The Delaware Supreme Court Speaks to Market Evidence in Appraisal: DFC

Theodore N. Mirvis is a partner in the Litigation Department at Wachtell, Lipton, Rosen & Katz. This post is based on a publication by Mr. Mirvis, William Savitt, Ryan A. McLeod, and Nicholas Walter. This post is part of the Delaware law series; links to other posts in the series are available here.

The Delaware Supreme Court’s ruling this week in DFC is its first significant statement on the role of market evidence in appraisal “fair value” determinations in seven years. The wide-ranging and thorough opinion marks a robust affirmation of the primacy of real-world evidence in determining fair value. DFC Global Corp. v. Muirfield Value Partners, L.P., No. 518, 2016 (Del. Aug. 1, 2017).

Citing the statute’s command that “all relevant factors” be considered in determining value, the Court declined to adopt an across-the-board presumption in favor of deal prices in appraisal cases. In that regard, the opinion noted, but chose to leave in place, the hugely pro-petitioner judicial gloss on the appraisal statute that—notwithstanding the statute’s reference to the “fair value of stockholder’s shares of stock”—eschews pre-merger stock market trading prices in favor of a pro rata share of the company’s “going concern” value, thus ignoring minority discount. Nevertheless, the Supreme Court noted that the Court of Chancery has a “proven record” of according the deal price “predominant, and indeed exclusive weight” when the record supported that view (as it recently did in PetSmart, and endorsed “the economic reality that sale value resulting from a robust market check will often be the most reliable evidence of fair value.” Furthermore, Chief Justice Strine wrote, the Court of Chancery may defer to the deal price even where the target company might have eked out more: fair value “does not mean the highest possible price that a company might have sold for had Warren Buffett negotiated for it on his best day and the Lenape who sold Manhattan on their worst.”

Importantly, the Supreme Court also reaffirmed that the object of appraisal is to value the company as a standalone entity, and that Delaware’s appraisal statute requires the exclusion of “any portion of value that might be attributed to a synergy premium a buyer might pay to gain control.” Thus, when determining fair value, a court must take into account the views of all the “market participants,” including equity analysts, stockholders, and other potential purchasers who have chosen not to top the winning bid.

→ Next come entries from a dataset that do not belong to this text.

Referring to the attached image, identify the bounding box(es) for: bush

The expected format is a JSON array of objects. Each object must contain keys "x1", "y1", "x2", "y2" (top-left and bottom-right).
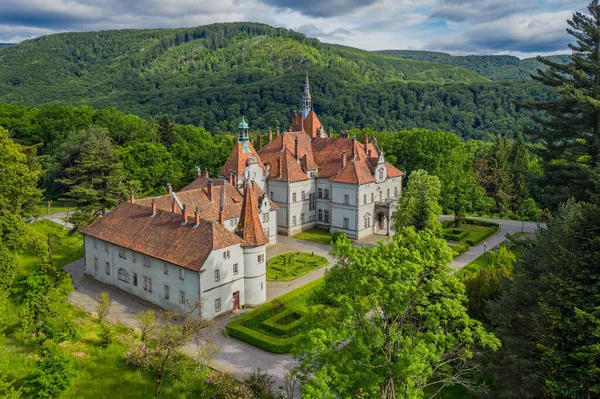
[
  {"x1": 331, "y1": 231, "x2": 346, "y2": 244},
  {"x1": 452, "y1": 244, "x2": 469, "y2": 256},
  {"x1": 467, "y1": 226, "x2": 499, "y2": 245},
  {"x1": 444, "y1": 228, "x2": 469, "y2": 241},
  {"x1": 225, "y1": 278, "x2": 323, "y2": 353}
]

In the case of a public company with a “deep base of public shareholders, and highly active trading,” the market trading price of the company’s stock will be highly informative, as it “reflects the judgments of many stockholders about the company’s future prospects.”

In so ruling, the Court rejected petitioners’ argument that regulatory uncertainty rendered market evidence unreliable, holding that prospective buyers and the equity and credit markets alike were aware of the company’s regulatory outlook. In the Court’s view, there was no economic basis “to suggest that markets themselves cannot price this sort of regulatory risk,” even when, as here, it implicated the very viability of the company. The Court also dismissed petitioners’ argument that the deal price was unreliable because the buyer was a private equity firm that “focused its attention on achieving a certain internal rate of return and on reaching a deal within its financing constraints.” The Court observed: “Any rational purchaser of a business should have a targeted rate of return that justifies the substantial risk and costs of buying a business. That is true for both strategic and financial buyers.” The Court found “especially untenable” the suggestion that private equity financing constraints imply unfair pricing and categorically rejected what it termed a “private equity carve out” from market evidence.

Underlying DFC’s holding is the Supreme Court’s recognition that when it comes to corporate value, “the collective judgment of the many is more likely to be accurate than any individual’s guess.” The Court has thus oriented the law back toward reliance on verifiable market-based evidence reflecting the revealed preferences of “folks who had money at stake,” rather than litigation-driven experts who often offer “ridiculously varying positions.” Appraisal litigation funds are now on authoritative notice that real-world evidence counts, and will often be dispositive, in appraisal proceedings in which arbitrageurs seek returns even higher than the merger premium by invoking Delaware’s appraisal statute.